NIRD Central Data Library

The NIRD Central Data Library (CDL) is a complimentary service offered for users of the Sigma2’s national research infrastructure, in particular users of NIRD and HPC-resources. CDL is offered on the top of NIRD Data Lake.

The CDL serves as a centralised repository for research projects and facilitates the storage of various data types which are intended to be shared across multiple projects, such as: input datasets, libraries, AI-models, and AI-training data.

Please refer to the Central Data Policy and the Data Policy for more information on the CDL and data classification.

Who

Students and researchers at Norwegian universities and research institutions.

More info

How

Apply at any point in time through the year.

More info

Price

The price depends on the funding that supports your research project.

More info

Service description

With CDL you can make decisions regarding the level of access and roles of users. The default access protocol to the CDL is S3, but POSIX access is granted to specific roles, such as data owners and data depositors.
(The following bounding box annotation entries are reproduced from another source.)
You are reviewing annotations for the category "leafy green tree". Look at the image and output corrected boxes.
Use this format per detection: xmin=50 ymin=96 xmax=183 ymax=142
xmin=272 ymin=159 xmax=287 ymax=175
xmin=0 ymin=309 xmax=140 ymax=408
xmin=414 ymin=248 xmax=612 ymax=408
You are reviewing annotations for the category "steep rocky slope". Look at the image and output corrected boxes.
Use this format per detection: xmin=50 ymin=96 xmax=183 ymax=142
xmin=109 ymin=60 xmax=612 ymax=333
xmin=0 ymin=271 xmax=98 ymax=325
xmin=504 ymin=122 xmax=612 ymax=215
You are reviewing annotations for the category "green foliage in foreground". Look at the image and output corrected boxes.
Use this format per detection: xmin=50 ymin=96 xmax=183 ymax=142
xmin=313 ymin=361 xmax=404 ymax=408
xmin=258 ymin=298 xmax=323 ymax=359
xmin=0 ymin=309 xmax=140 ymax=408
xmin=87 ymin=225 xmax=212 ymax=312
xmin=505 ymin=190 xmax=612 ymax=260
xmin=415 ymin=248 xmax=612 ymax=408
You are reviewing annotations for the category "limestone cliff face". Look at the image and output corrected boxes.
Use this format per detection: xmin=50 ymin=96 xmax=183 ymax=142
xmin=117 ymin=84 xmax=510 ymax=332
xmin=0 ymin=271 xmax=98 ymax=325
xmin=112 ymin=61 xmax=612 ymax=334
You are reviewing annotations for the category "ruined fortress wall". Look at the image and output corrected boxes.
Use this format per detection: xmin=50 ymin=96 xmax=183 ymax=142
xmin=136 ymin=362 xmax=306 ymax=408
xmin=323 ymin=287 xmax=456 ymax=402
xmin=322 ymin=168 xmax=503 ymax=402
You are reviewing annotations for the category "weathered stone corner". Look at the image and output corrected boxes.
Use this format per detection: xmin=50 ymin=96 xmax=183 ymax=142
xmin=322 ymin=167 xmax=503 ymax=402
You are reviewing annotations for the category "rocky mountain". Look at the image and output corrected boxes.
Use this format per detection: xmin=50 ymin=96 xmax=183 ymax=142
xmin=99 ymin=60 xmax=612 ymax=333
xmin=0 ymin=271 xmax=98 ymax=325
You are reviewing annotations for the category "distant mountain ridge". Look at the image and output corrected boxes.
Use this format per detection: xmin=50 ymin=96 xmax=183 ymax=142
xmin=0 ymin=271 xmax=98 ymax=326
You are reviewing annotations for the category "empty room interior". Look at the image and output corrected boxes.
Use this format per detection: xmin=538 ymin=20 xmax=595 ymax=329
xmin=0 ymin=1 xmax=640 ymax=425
The CDL is not meant for storing permanent or persistent data, and it shall not be confused with or considered a replacement for the NIRD Research Data Archive

Central Data Library is specifically suited for you who need:

  • Long-term storage of non-persistent input datasets enriched with metadata 
  • Sharing input data and data libraries with multiple projects 
  • Share AI-models and AI-training data with multiple projects and collaborators 
  • Access to data via the S3 protocol and S3 API 

Interfaces

CDL is available on the NIRD Data Lake and can be accessed easily through multiple protocols, such as POSIX, NFS, and S3. You can directly access your data from the NIRD login nodes, Sigma2’s national HPC systems, and even connect it seamlessly to third-party storage systems, computing facilities, or your desktop.

Data Integrity

Data integrity is maintained through daily snapshots, built-in redundancy, and error-correcting mechanisms, ensuring efficient, reliable, and cost-effective storage.

While CDL currently does not include a backup option, this may be introduced in the future depending on user demand and infrastructure developments.

How to get access

You can request the CDL service at any time of the year by selecting it in the application form for storage resources.

For details about the eligibility, and governance questions, please visit the Central Data Library policy.

Technical implementation details are described in the user documentation.

You might also need

Sigma2 is offering a range of high-performance computing and storage services designed to support scientific research in every step of the research data lifecycle. Below, you can see a few selected ones, and if you visit our services overview, you will find all we have on offer.

The Central Data Library going forward

Take a look at our services roadmaps to follow development and progress.

Now

  • Support the Data Rescue initiative

    We will assist the Norwegian research community in safeguarding datasets currently stored abroad, which may be at risk of deletion or loss.

  • Open, confidential and restricted data services

    The data landscape is becoming more complex with the explosion of new technologies and research frontiers. AI/ML is just paradigmatic of this revolution. A variety of data with different requirements with regard to access and protection is produced. We will design and adapt the services to data which require confidentiality while still be free from regulations related to health personal sensitivity.

Next

  • Streamlined quota management

    We will simplify and automate storage quota management, improving transparency and ensuring better control over resource usage on NIRD services (For eg: Data Peak, Data Lake).

  • Achieving the ISO 27001 certification

    We will strengthen our information security practices and build customer trust by obtaining ISO 27001 certification, an internationally recognized standard for Information Security Management Systems.

  • Introduction of Research Objects

    We will address data management needs arising from steadily increasing data volumes in close collaboration with user communities and key stakeholders. We will focus on adopting Research Objects (ROs) as a foundation for improved, future-oriented data management. ROs will first be introduced on NIRD for selected pilot projects and later expanded to all projects.

Later

  • Introduction of data management solution for the Central Data Library

    We will enhance the NIRD Central Data Library (CDL) service by integrating a robust data management solution that improves data accessibility, consistency, and lifecycle governance. This effort will extend the service’s capabilities, streamline data operations, and provide a foundation for future scalability and advanced analytics.